Russia believes Ukraine's armed forces "deliberately, with the aim of murdering peaceful citizens, used weapons, artillery, aviation, including with United Nations emblems and armament of combat vehicles and hardware."

"As a result, there are dead and wounded among the peaceful population," the Investigative Committee said.

It said that Ukrainian armed forces had also partly or wholly destroyed infrastructure including "hospitals, kindergartens and schools."

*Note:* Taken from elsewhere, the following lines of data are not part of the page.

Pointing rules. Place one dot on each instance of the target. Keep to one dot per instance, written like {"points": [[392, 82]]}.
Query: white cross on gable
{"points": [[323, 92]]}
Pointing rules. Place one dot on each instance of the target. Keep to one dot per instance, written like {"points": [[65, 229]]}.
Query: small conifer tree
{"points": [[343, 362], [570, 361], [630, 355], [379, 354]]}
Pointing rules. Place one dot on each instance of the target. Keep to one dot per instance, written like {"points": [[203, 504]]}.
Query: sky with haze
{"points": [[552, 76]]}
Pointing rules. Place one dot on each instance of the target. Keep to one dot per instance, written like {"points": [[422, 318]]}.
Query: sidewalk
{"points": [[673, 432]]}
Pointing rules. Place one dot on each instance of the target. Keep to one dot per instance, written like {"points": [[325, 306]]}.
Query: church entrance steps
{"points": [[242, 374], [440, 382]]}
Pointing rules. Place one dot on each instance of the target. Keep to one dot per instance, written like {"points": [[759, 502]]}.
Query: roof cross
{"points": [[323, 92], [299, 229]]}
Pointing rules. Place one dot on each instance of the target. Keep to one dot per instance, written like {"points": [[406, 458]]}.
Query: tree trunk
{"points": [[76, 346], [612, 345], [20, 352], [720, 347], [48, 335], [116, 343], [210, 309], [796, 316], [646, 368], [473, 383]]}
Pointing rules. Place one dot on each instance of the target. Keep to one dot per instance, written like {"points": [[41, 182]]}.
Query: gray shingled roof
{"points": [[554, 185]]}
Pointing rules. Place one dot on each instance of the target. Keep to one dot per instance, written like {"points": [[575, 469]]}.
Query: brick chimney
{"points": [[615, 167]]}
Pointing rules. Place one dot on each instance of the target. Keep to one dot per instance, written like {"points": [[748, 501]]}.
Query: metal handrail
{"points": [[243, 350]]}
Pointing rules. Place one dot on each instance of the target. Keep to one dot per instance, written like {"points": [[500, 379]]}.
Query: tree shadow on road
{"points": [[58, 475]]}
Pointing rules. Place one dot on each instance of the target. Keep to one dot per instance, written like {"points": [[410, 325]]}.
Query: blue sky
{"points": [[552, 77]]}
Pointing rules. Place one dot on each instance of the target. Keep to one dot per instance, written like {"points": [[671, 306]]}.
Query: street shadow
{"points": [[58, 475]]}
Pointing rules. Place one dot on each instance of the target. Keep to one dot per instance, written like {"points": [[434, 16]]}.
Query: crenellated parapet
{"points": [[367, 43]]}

"The actions against the peaceful population have forced a number of residents of the Republic of Ukraine and the Donetsk and Lugansk people's republics, some of them Russian citizens, to flee their homes," it said.

NATO said Friday it has seen signs Russia is pulling troops back from its Ukraine border and announced its first talks with Moscow since its disputed annexation of Crimea.

"We have seen some signs of a start of Russian withdrawal," the alliance's outgoing Secretary General Anders Fogh Rasmussen said in Vilnius.

"Maybe around two thirds have now pulled back."

US Secretary of State John Kerry said earlier the troops -- estimated by NATO to number 40,000 -- were pulling back, days after Russian President Vladimir Putin announced they were to return to bases after the end of spring exercises.

Their presence had raised deep concerns after Moscow annexed Crimea in March and pro-Moscow rebels launched an ongoing uprising in eastern Ukraine.

In a further sign of a thaw in relations with Russia, Rasmussen on Friday announced a NATO-Russia Council would be held in Brussels next Monday.

The meeting between officials from the 28 member countries of NATO and Russia to will be the first since early March, when the Kremlin annexed Ukraine's Black Sea peninsula of Crimea and sparked an armed uprising in the east.

As parts of the separatist rust belt plunged further into anarchy Friday, Rasmussen also urged Russia not to meddle in the region -- something Moscow staunchly denies.

"We continue to call on Russia to stop supporting armed pro-Russian gangs and seal the border, so that we don't see arms and fighters crossing into Ukraine," he said.

He also vowed that NATO would boost cooperation with Ukraine.

"You will see in the future a strengthened cooperation between NATO and Ukraine, also when it comes to military cooperation," he said.

Ukraine is part of the alliance's Partnership for Peace programme, focussed on building ties with countries that were once within the Soviet sphere of influence.

Rasmussen said Kiev had forwarded the alliance a list of ways it could help, including by modernising their armed forces.

NATO itself does not have the resources to provide Kiev with military hardware but could make arrangements with member states.

"When it comes to the delivery of equipment it is a bilateral arrangement between the Ukrainian government and individual NATO allies," Rasmussen said.